Ancak şimdi çelik fiyatlarının düşüşe geçtiğine dikkat çeken Mitschek, "çelik fiyatları şimdi neredeyse geçen yılki fiyatları tavan fiyatının yarısı kadar. Bu yıl bu bütçeyi gözden geçireceğiz ancak biz şu an da bu bütçeyi tutmak, korumak istiyoruz çünkü bir yatırımcı için her zaman emin adım atmak en iyisidir diye düşünüyoruz" şeklinde konuştu.
Küresel kriz sonrası ticari bankaların durumuna ilişkin bir soruya karşılık da Mitschek, ticari bankalar finansmanda en az bölümü üstlendiğini, bankaların krizden elbette etkilendiğini belirtti.
Bu finansmanın dış taraflardan sağlanması aşamasında önce Avrupa Yatırım
Bankasına gittiklerini ifade eden Mitschek, "daha sonra IBRD’ye gidiyoruz,
ihracat kredileri ajanslarına gidiyoruz. US Eximbank ve Japonyada ki JIBIC ile
görüştük bunlar çok önemli ve ilgiyle bakıyorlar projeye. Çünkü burada 2 milyon
ton çelik kullanılacak ve bunun için Avrupa’da ve Türkiye’de üretim yetmiyor,
dışarıdan ihracat gerekiyor. Bu iki ticari banka da bu desteği vermeye hazır"

"TÜRKİYE ÇEKİLİRSE BU PROJE GERÇEKLEŞTİRİLEMEZ"

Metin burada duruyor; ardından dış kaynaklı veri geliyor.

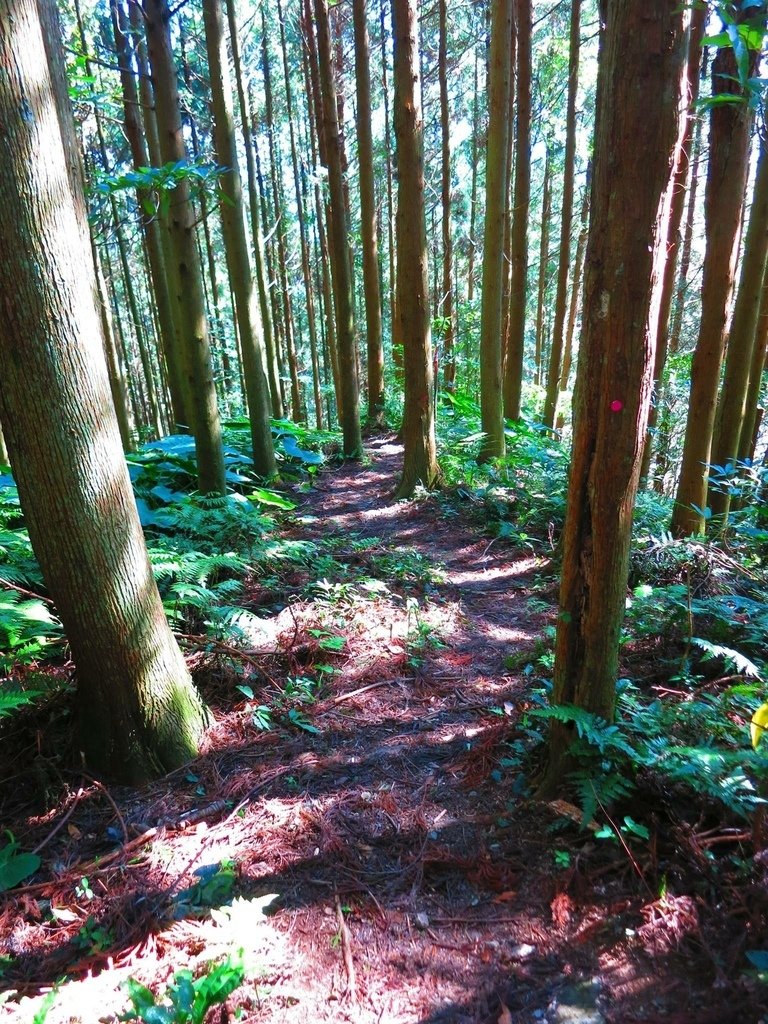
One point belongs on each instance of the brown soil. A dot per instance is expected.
(417, 880)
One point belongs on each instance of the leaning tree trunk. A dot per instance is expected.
(638, 111)
(236, 243)
(187, 272)
(741, 340)
(342, 276)
(139, 714)
(368, 217)
(420, 461)
(445, 306)
(521, 203)
(726, 183)
(492, 320)
(566, 216)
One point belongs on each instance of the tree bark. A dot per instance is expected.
(741, 340)
(341, 270)
(138, 712)
(187, 273)
(516, 343)
(420, 460)
(726, 183)
(638, 111)
(368, 217)
(566, 216)
(236, 243)
(492, 412)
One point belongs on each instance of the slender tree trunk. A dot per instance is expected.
(678, 203)
(473, 187)
(275, 172)
(726, 183)
(638, 111)
(187, 275)
(446, 298)
(138, 713)
(420, 461)
(492, 412)
(741, 340)
(368, 217)
(390, 189)
(342, 279)
(515, 352)
(576, 290)
(256, 237)
(543, 265)
(116, 373)
(150, 224)
(236, 242)
(753, 415)
(303, 229)
(566, 216)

Türkiye’nin Nabucco projesinden çekilmesi durumunda bir B planının olup olmadığının sorulmasına karşılık da, Mitschek Nabucco’nın Türkiye’ye, Türkiye’nin de Nabuccoya ihtiyaç duyduğunu vurgulayarak, şöyle dedi:
"Eğer Türkiye yoksa, Türkiye bir şekilde çekilmek isterse bu projede bir şekilde gerçekleştirilemez. Bununla ilgili Nabucconun bir B planı yok ama Nabucco içinde ortakların bir B planı vardır, yoksa zaten zayıfsınızdır.
Burada sadece bir A planı var o da Nabucco. Türkiye bu anlamda çok
önemli"
Bir başka soru üzerine de Mitschek, Nabucco’nun hiç bir şekilde gaz satın almayacağını, sadece sadece iletim taşıma sistem operatörlüğü görevini üstleneceğini yani gazı tedarik etme pazarlama ve işletilmesini sağlayacağını vurguladı.
Avrupa ve Türkiye’deki satıcıların istedikleri yerden gazı alabileceklerine işaret eden Mitschek, "ülkeler hangi gazın olduğunu, kalitesini, gazın fiyatını kendileri belirleyecek, Nabucco belirlemeyecek ister İran, ister Azeri, Türkmen gazı, Türkiye’den aldıkları gaz olsun biz sadece bu gazı ileticeğiz, pazarlayacağız" dedi.
Mitschek, kendilerinin enerjinin insanlara gitmesi ve arz güvenliğinin sağlanmasını amaçladıklarını belirterek, projenin siyasi gündemi bulunmadığını sözlerine ekledi.